You sound like you have gone through some of the same things I have gone through. My husband is a lot like yours, except this is our first marriage, been together 12 years and married almost 10. We have 3 kids and 2 have autism. My husband also can be very angry and say hurtful things in the heat of anger. I also have a ring issue with my husband. He's never worn his ring really and now I have no clue where it is, but he says it's somewhere in the house and he wants me to look for it. My gut says he flushed it down the toilet or threw it outside or something. 

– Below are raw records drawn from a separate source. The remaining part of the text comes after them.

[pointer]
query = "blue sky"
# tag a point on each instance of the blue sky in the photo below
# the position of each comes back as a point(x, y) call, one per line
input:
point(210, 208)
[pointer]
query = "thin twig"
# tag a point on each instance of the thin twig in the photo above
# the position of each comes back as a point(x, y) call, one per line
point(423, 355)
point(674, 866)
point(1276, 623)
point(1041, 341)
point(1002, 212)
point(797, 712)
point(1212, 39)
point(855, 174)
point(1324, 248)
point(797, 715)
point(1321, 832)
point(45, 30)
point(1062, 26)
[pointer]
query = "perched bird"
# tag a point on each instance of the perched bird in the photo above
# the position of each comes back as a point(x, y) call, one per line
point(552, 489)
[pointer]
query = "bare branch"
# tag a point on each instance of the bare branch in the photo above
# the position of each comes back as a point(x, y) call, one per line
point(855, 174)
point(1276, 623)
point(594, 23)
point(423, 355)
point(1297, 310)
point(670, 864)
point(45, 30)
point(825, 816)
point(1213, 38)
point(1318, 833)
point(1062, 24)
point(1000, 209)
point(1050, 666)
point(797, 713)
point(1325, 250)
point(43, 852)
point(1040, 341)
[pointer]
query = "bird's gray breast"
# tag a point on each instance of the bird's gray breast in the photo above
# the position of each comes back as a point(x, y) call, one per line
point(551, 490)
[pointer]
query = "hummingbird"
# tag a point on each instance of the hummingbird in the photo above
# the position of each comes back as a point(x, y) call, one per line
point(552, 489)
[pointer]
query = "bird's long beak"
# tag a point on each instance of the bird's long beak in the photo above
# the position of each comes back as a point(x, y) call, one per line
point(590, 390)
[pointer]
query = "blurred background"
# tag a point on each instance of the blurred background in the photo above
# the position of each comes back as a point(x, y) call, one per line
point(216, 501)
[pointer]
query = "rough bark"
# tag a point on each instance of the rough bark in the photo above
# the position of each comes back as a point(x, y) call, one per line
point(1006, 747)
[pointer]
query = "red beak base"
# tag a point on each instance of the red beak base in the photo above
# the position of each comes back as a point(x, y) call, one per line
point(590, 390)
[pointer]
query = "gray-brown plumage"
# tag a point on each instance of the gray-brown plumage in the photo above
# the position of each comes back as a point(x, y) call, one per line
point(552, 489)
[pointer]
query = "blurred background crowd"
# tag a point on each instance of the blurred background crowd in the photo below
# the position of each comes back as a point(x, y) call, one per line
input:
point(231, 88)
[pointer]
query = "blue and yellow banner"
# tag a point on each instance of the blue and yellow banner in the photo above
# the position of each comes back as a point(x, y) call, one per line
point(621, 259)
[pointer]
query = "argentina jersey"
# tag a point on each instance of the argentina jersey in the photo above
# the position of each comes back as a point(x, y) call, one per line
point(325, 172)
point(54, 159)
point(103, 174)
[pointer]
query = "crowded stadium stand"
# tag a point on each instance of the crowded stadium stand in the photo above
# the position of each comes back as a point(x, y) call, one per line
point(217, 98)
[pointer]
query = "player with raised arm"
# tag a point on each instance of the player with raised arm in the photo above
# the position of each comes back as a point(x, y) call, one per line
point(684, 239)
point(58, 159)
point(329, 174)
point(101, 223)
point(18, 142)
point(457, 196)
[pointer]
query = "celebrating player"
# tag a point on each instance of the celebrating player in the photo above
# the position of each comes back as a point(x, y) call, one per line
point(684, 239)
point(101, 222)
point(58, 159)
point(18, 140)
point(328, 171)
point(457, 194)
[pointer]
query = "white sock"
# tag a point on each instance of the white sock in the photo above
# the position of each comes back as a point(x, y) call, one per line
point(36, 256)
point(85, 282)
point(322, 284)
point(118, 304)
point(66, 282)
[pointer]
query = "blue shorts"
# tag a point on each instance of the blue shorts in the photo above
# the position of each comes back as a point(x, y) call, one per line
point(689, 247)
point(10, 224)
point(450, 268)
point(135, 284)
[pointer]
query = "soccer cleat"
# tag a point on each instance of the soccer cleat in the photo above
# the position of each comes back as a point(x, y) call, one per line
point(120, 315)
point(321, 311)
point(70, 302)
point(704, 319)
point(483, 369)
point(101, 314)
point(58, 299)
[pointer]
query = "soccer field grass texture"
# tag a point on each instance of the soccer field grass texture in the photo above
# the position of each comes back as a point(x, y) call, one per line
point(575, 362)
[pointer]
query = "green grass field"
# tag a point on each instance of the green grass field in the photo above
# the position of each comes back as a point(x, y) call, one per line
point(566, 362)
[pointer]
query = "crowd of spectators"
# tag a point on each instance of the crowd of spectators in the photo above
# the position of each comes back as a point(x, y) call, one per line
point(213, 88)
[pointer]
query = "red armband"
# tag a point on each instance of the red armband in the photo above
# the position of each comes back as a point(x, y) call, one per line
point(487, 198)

My husband also has waning sex drive and did before our seperation last year too. During seperation he did cheat. So I have to deal with also being afraid he will get bored or frustrated and leave.
_Posted via Mobile Device_


----------



## lamaga (May 8, 2012)

OK, if you're here for advice, I'm going to be honest with you. Your main problem is not wondering whether your husband maybe is having an affair. Your main problem is why your husband is being angry and emotionally abusive with you, and why you two have reached the point of barely speaking. That's what you need to address, because that's a big relationship-killer. If you find that that behavior stems from an affair, then you can start worrying about an affair, but for right now, you've got much bigger problems to worry about.


----------



## Jellybeans (Mar 8, 2011)

Why did you marry him if it was bad from day 1?

Did he cheat on his ex-wife with you?


----------



## blueskies30 (Jan 27, 2010)

My Husbsnd also confessed that he was angry with me and that's why we had a waning sex life before our seperation. Now my husbands sex drive is effected by stress. I agree that you need to find out why he's so angry all the time.

Also I was also wondering if he cheated on his x wife with you too?
_Posted via Mobile Device_


----------



## blueskies30 (Jan 27, 2010)

If you guys can't get along than maybe an agreed seperation is what you need. I wish I had sked my husband for a seperation in the first place before our forces seperation. We were able to communicate much better away from each other for a while than together. I also was so angry at him that I wanted a break from him and his parents.
_Posted via Mobile Device_


----------